Roto-Rooter Park (formerly Volcanoes Stadium) is a minor league baseball park in the northwest United States, located in Keizer, Oregon. It is the home field of the Mavericks Independent Baseball League, including the Salem-Keizer Volcanoes, formerly the Class A Short Season affiliate of the San Francisco Giants in the Northwest League.

Nicknamed "Oregon's Field of Dreams", the park opened as Volcanoes Stadium in 1997 and has a capacity of 4,254 people. It is adjacent to Interstate 5, just beyond the right field fence, and sits at an approximate elevation of 150 ft above sea level. The Volcanoes have won five Northwest League championships, in 1998, 2001, 2006, 2007, and 2009. The team moved to Salem-Keizer in 1997, after eleven years in Everett, Washington and two in Bellingham. In 2025, the park was renamed following a naming rights agreement with the plumbing company Roto-Rooter.

In 1999, the park received an honorable mention award from the Salem chapter of the American Institute of Architects.

== Mavericks Independent Baseball League ==
Due to the COVID-19 pandemic, the 2020 Minor League Baseball season was cancelled. Following the cancelled season, Major League Baseball took direct control of Minor League Baseball. The Northwest League was elevated to the High-A classification and contracted to six teams. The Volcanoes, along with the Boise Hawks, were not extended an invitation to continue as a franchise affiliated with a major league organization. The team, however, promised to continue playing in some form in 2021.
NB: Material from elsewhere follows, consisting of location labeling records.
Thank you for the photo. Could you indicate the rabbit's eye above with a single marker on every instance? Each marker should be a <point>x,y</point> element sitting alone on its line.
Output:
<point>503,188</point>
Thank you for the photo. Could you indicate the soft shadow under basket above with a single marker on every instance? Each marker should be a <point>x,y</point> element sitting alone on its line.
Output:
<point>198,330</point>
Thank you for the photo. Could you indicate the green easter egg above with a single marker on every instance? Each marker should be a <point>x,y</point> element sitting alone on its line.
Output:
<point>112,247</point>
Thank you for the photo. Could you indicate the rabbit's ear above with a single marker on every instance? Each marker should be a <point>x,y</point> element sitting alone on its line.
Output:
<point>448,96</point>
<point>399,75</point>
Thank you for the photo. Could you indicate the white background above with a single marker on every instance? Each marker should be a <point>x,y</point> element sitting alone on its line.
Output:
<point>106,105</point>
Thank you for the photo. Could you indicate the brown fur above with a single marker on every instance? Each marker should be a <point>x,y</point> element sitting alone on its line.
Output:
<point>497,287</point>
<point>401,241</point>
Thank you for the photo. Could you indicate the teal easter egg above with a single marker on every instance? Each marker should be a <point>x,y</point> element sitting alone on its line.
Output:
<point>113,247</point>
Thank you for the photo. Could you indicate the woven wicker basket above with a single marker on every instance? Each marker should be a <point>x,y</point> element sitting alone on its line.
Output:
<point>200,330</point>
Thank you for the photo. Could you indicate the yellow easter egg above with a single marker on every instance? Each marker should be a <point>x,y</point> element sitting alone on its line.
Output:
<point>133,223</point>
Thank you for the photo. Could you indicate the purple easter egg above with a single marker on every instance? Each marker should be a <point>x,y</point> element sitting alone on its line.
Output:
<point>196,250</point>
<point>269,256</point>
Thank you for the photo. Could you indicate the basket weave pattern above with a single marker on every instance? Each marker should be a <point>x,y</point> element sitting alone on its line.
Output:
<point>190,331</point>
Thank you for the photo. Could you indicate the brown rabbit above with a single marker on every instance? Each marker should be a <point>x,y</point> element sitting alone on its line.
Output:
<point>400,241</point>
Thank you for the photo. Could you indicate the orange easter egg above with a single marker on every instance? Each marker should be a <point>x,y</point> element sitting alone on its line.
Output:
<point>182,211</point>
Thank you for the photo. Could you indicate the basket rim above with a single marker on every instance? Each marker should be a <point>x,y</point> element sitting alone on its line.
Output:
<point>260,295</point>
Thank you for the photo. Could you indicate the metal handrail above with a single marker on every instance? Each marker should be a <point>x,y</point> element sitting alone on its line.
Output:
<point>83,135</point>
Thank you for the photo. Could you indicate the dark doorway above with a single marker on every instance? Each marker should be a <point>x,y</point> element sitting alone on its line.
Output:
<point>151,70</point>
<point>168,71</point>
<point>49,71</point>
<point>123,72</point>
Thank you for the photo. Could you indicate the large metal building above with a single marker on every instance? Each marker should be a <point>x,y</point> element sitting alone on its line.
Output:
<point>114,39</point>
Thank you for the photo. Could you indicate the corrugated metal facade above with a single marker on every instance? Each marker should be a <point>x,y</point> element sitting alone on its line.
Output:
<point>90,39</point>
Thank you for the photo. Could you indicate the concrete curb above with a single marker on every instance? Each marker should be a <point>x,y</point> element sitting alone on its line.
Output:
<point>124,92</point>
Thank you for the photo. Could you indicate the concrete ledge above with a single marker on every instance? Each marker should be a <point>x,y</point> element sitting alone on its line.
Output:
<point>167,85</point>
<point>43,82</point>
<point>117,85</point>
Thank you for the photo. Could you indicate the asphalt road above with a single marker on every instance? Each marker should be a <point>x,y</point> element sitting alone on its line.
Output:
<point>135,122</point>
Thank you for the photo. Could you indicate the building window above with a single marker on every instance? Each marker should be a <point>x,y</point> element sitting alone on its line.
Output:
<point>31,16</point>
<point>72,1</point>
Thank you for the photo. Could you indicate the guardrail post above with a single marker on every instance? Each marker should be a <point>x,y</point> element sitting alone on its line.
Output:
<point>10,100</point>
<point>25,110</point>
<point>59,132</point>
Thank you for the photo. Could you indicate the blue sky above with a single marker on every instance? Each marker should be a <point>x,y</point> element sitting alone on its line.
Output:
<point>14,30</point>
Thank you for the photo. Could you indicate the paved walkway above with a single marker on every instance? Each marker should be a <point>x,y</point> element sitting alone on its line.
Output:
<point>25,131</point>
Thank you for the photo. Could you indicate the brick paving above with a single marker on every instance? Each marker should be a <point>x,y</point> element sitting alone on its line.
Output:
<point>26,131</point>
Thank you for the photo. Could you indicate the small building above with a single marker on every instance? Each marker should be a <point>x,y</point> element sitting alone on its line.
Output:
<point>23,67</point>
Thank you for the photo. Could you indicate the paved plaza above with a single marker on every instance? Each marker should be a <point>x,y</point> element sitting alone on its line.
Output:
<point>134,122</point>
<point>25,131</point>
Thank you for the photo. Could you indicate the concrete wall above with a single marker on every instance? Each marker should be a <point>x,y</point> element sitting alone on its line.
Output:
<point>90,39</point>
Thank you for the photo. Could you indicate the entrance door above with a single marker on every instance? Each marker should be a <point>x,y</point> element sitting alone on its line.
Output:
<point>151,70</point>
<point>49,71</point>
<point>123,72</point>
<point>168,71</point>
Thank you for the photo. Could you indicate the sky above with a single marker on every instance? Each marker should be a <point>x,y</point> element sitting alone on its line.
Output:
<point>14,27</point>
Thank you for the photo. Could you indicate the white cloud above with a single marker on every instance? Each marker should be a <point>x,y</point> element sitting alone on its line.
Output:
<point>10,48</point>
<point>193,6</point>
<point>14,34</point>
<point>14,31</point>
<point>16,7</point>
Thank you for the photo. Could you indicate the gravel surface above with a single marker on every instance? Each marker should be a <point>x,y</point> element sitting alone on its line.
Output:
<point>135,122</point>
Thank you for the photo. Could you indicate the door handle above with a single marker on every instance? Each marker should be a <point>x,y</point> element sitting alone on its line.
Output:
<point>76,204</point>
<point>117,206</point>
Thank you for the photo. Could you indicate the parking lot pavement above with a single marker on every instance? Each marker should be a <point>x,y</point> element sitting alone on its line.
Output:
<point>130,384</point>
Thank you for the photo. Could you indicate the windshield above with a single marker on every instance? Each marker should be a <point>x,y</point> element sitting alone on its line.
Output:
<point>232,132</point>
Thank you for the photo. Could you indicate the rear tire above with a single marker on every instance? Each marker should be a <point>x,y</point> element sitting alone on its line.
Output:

On January 26, 2021, the Volcanoes announced the creation of the Mavericks Independent Baseball League, set to begin play in May 2021 with four teams all playing their home games at the then Volcanoes Stadium: the Volcanoes, the Campesinos de Salem-Keizer (previously the Volcanoes' Copa de la Diversión alter-ego), and the revivals of the Portland Mavericks (an infamous independent Northwest League team which played from 1973 to 1977) and the Salem Senators (a name used by numerous Northwest League teams based in Salem throughout the 20th century).

==Renovations==
The park has been upgraded since its construction. Among the largest additions were a 5000 sqft indoor hitting facility with four batting cages, a 1200 sqft group hospitality building, and a 1000 sqft weight room in 2018. Other features of the park include a jumbotron with live video and instant replay capabilities, a children's play area, concessions, an on-field "group party patio", an Entertainment Deck, and 4Topps-brand mesh stadium seating. Over 300 upper box seats were added and the park's ticket office and team merchandise store were expanded. A VIP Hospitality Skybox Suite was added to complement the park's other ten skybox suites.

==Other uses==
Roto-Rooter Park is used for other events, including RV shows, birthday parties, and concerts.

The park hosts the Corban Warriors, the baseball team of Corban University in Salem, along with Oregon's state high school baseball championships and local Little League teams.

Under head coach Mike Bellotti, the University of Oregon Ducks played their spring football game at the park in early May 1998.